What I am really doing is giving you a judicial warning that people have been absolutely certain and absolutely wrong in cases of identification. We have all probably had the example of, we see someone we think we know, we walk up to them and then we realise it is not them just before we speak to them.
So a number of factors you should take into account in considering that evidence, is the witness identifying someone well known to them or someone that they have never seen before? If you know somebody really well, you are more than likely to get it right than wrong but not necessarily then, even. I think the evidence here was that Mr McLean did not know the accused beforehand, this is the first time he saw him that night and that Mr Guiney claimed to have seen him on other occasions, had been following him as you recall on earlier days and been watching him.

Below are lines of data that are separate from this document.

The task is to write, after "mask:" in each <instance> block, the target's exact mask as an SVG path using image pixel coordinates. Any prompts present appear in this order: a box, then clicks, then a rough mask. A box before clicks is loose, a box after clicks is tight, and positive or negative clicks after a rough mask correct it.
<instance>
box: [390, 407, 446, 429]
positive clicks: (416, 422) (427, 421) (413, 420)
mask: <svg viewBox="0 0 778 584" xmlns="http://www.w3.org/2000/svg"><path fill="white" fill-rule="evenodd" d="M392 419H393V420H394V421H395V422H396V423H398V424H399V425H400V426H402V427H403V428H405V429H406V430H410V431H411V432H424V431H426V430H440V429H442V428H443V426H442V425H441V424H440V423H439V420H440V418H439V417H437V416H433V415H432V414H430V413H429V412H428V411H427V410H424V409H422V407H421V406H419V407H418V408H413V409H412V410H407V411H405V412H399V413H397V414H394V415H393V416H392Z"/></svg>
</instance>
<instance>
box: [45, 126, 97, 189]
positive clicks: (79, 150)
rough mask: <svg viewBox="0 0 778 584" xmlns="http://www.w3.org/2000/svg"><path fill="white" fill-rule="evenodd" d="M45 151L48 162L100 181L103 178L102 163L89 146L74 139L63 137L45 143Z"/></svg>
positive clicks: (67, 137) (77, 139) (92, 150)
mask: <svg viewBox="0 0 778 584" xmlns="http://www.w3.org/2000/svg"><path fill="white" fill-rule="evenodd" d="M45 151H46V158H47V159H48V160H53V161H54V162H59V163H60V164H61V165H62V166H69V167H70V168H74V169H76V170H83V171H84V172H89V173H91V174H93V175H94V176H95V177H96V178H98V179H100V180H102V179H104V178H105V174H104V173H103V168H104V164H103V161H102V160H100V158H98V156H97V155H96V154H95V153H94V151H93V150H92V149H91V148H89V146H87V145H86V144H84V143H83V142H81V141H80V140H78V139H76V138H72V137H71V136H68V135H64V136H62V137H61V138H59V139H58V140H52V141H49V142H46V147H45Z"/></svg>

You should ask yourself the following questions. What opportunity did the witness have to make the observation that he did? What was the light like at the time? How much time was there to make the observation? Were we talking about seconds? Fractions of seconds or more? What part of the person identified was presented for view? How much of him could he see? In the case of Mr McLean, you know that the accused was allegedly in the seat in a motorcar moving at night, and you will remember what Mr Langslow put to you and asked, it is a matter for you to consider, whether or not you can see properly in across areas in to darkened cars and the like, and things of that sort. Did he just see his face or was it some other part of him he could see? Were there any intervening or distracting movements of traffic or people or things around at night that might have obstructed the view? Was each of them, I mean you have got the position from Mr Guiney, he is across the other side of the road, does the distance affect his view? Did the binoculars help? All of these factors you have got to consider.
You would ask yourself whether the witness was under any stress at the time. And if he was, what sort of effect that would have on him. And I think I raised that before in relation to people and their observations when they are under stress in an armed robbery, they might not see too much but were there any factors like that operating on the witness at the time that he made his identification. You have to consider the possibility that Mr Langslow put, ask yourself whether this is - he said to the policeman: "Look, really what happened is that you went backwards really. You caught Milkins at the address in Box Hill and so you went back and put him in the car because you caught him there." Police officer said that was not true but you could still consider it and assess whether or not that has any legs.
Has the witness been tested previously in relation to identification? It would appear not. There has been nothing, there has been no testing of the identification. He says both witnesses simply made it by observing the accused.
You should look finally then, at evidence of personal identification carefully. And you should look at all the other - look around perhaps to see whether there is other evidence that supports the identification. They do not stand on their own. Is there anything else that points to the identification being correct?
I should say too, the fact that both Guiney and McLean identified the accused, each have to be looked at separately and two defective identifications do not necessarily support each other. The fact that one identifies him does not mean that the other must be right. You have got to take into account the lighting and remember, as a matter of law I am telling you, people get it wrong all the time. We do, policemen do, anyone can and you have got to consider that when you assess the evidence of the two police officers in relation to the identification of the accused man.